Since the 2016 election, the president has repeatedly on the record dismissed the controversy over Russia's meddling.  In an April 2017 interview with Face the Nation he called the claims of ties between the Trump campaign and Russia a "total phony story."

The president also addressed the assessment of top U.S. intelligence officials that Russians were able to sow discord in 2016 through the use of social media, saying "they have succeeded beyond their wildest dreams."

"If it was the GOAL of Russia to create discord, disruption and chaos within the U.S. then, with all of the Committee Hearings, Investigations and Party hatred, they have succeeded beyond their wildest dreams," he tweeted. Mr. Trump added, "They are laughing their asses off in Moscow. Get smart America!" 

At a Senate hearing last week, leaders of the intelligence community said the United States is "under attack" as it relates to the nation's cybersecurity posture heading into the 2018 midterm elections. They agreed that actors like Russia show little sign of slowing down their efforts to spread dissension in the United States. 
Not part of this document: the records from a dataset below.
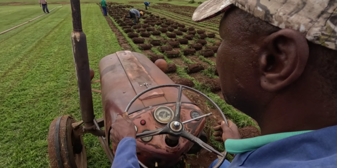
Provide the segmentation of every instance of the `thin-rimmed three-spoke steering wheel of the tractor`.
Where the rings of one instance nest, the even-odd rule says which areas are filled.
[[[176,102],[176,110],[174,112],[174,117],[173,119],[167,123],[167,125],[163,128],[158,128],[155,130],[151,130],[151,131],[146,131],[146,132],[142,132],[142,133],[137,133],[136,138],[142,138],[142,137],[147,137],[147,136],[154,136],[154,135],[160,135],[160,134],[170,134],[173,136],[181,136],[183,138],[188,139],[190,142],[194,143],[194,144],[198,144],[199,146],[203,147],[204,149],[206,149],[209,152],[213,152],[214,154],[221,156],[222,158],[219,159],[218,163],[216,163],[213,168],[218,168],[225,160],[225,157],[227,155],[227,152],[225,151],[224,154],[216,151],[214,148],[212,148],[211,146],[209,146],[208,144],[204,143],[201,139],[199,139],[198,137],[190,134],[189,132],[187,132],[184,128],[184,123],[182,123],[180,121],[180,108],[181,108],[181,96],[182,96],[182,91],[183,90],[189,90],[192,92],[195,92],[201,96],[203,96],[204,98],[206,98],[208,101],[210,101],[215,107],[216,109],[218,109],[221,112],[221,116],[224,119],[224,121],[226,122],[226,124],[228,125],[228,122],[226,120],[226,117],[224,115],[224,113],[222,113],[222,110],[219,108],[218,105],[216,105],[214,103],[214,101],[212,99],[210,99],[209,97],[207,97],[205,94],[201,93],[200,91],[190,88],[190,87],[186,87],[183,85],[177,85],[177,84],[166,84],[166,85],[158,85],[152,88],[149,88],[145,91],[140,92],[138,95],[136,95],[136,97],[134,97],[130,103],[128,104],[128,106],[126,107],[125,111],[128,112],[130,106],[133,104],[133,102],[135,100],[137,100],[141,95],[152,91],[154,89],[158,89],[158,88],[165,88],[165,87],[174,87],[174,88],[179,88],[179,92],[178,92],[178,98],[177,98],[177,102]],[[206,116],[206,115],[204,115]],[[188,120],[188,122],[190,121],[194,121],[197,120],[199,118],[195,118],[192,120]],[[145,166],[144,164],[142,164],[139,160],[138,160],[139,164],[141,166],[143,166],[144,168],[148,168],[147,166]]]

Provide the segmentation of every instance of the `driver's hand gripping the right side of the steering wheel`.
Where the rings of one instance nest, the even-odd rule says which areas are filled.
[[[241,135],[237,129],[237,126],[230,120],[228,120],[228,126],[225,121],[218,121],[219,126],[214,127],[213,135],[215,141],[225,142],[227,139],[241,139]]]

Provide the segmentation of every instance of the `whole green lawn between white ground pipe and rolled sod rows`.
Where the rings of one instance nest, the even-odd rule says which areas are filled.
[[[100,59],[121,47],[97,5],[82,5],[81,11],[95,80]],[[0,167],[49,167],[46,139],[52,120],[68,114],[81,120],[72,29],[67,6],[13,30],[10,37],[0,35]],[[93,93],[93,103],[95,115],[102,117],[100,94]],[[110,167],[97,137],[84,139],[88,167]]]

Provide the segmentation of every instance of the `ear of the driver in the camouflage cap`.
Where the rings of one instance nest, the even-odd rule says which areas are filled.
[[[282,29],[263,40],[259,68],[261,87],[274,92],[297,80],[309,57],[309,46],[302,33]]]

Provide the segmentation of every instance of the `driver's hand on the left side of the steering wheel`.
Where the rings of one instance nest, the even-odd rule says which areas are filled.
[[[125,137],[136,138],[136,129],[133,122],[128,116],[128,112],[122,115],[117,115],[116,121],[112,123],[110,130],[110,138],[116,146]]]

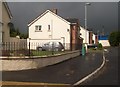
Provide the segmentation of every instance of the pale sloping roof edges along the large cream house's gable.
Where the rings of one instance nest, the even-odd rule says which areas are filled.
[[[51,10],[46,10],[45,12],[43,12],[41,15],[39,15],[38,17],[36,17],[34,20],[32,20],[30,23],[28,23],[28,27],[31,26],[33,23],[35,23],[37,20],[39,20],[41,17],[43,17],[45,14],[47,13],[51,13],[54,16],[58,17],[59,19],[63,20],[64,22],[70,24],[70,22],[68,22],[67,20],[65,20],[64,18],[60,17],[59,15],[55,14],[54,12],[52,12]]]

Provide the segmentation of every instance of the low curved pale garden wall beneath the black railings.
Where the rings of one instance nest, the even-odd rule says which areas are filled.
[[[71,51],[64,54],[49,57],[33,57],[33,58],[1,58],[2,71],[37,69],[48,65],[53,65],[70,58],[80,55],[80,51]],[[0,70],[1,71],[1,70]]]

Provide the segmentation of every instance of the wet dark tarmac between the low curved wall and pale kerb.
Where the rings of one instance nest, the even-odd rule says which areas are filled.
[[[86,56],[78,56],[40,69],[3,71],[2,80],[74,84],[93,72],[101,64],[102,52],[88,53]]]

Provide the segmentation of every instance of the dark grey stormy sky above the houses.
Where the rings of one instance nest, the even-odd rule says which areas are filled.
[[[12,22],[21,32],[27,32],[27,24],[47,9],[58,9],[58,15],[63,18],[78,18],[84,27],[84,2],[9,2]],[[93,32],[109,34],[118,30],[118,3],[117,2],[91,2],[87,6],[88,28]]]

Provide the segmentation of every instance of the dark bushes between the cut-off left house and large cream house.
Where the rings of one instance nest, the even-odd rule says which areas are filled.
[[[10,37],[20,36],[21,39],[28,38],[28,34],[22,34],[22,33],[20,33],[19,28],[15,29],[13,23],[9,22],[8,26],[10,28]]]

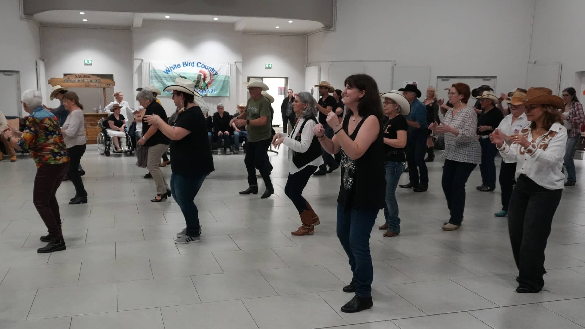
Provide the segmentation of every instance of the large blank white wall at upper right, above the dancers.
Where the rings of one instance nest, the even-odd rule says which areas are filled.
[[[308,37],[308,63],[396,60],[430,66],[431,84],[437,76],[497,76],[497,91],[508,92],[525,86],[533,6],[534,0],[338,0],[336,30]]]

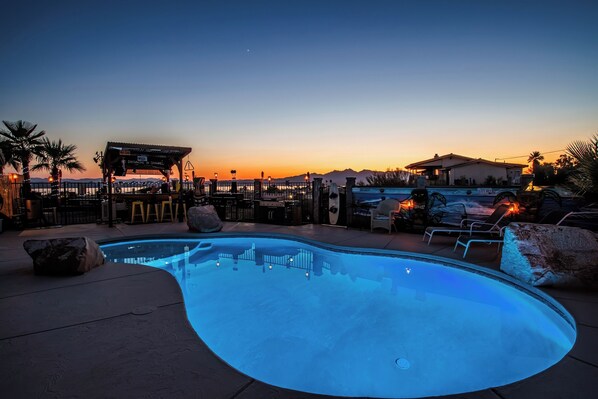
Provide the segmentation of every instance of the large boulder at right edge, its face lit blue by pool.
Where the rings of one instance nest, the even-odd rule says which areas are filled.
[[[598,286],[598,235],[578,227],[512,223],[500,269],[534,286]]]

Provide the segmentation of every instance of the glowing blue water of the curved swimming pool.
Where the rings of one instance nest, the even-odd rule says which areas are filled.
[[[214,353],[299,391],[475,391],[545,370],[576,336],[571,316],[540,291],[461,262],[247,236],[102,250],[170,272]]]

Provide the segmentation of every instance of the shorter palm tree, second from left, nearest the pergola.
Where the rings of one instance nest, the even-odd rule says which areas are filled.
[[[47,170],[52,178],[52,196],[58,197],[59,181],[62,175],[62,169],[69,172],[83,172],[85,168],[75,157],[76,145],[63,144],[61,139],[50,141],[44,137],[42,139],[42,148],[37,156],[37,165],[31,170]]]

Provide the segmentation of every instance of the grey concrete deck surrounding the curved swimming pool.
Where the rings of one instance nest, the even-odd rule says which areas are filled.
[[[318,225],[225,223],[226,232],[292,234],[331,244],[461,259],[455,237]],[[189,234],[184,223],[85,224],[0,234],[0,393],[4,398],[325,398],[277,388],[230,368],[195,334],[176,281],[165,271],[108,263],[82,276],[35,276],[27,239],[94,240]],[[200,236],[199,234],[192,234]],[[497,270],[495,247],[470,249],[467,262]],[[577,341],[558,364],[503,387],[451,396],[468,399],[598,396],[598,292],[544,289],[575,318]],[[292,362],[290,362],[292,363]],[[291,366],[291,364],[290,364]]]

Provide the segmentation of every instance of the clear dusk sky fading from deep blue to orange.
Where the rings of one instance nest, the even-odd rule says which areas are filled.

Mr. Trump criticized the FBI's leadership in January over texts the FBI says it is missing between two former members of the special counsel's team, Peter Strzok and Lisa Page. In text messages that were released, Strzok and Page were critical of Mr. Trump and Republicans. 

Also in January, Mr. Trump went against Wray's recommendation and declassified a Republican memo accusing the FBI of abusing its surveillance powers in the Russia probe. 

Mr. Trump, meanwhile, fired Wray's predecessor, James Comey, in May. Mr. Trump told NBC News' Lester Holt a few days later that he decided to fire Comey after saying to himself "you know, this Russia thing with Trump and Russia is a made-up story."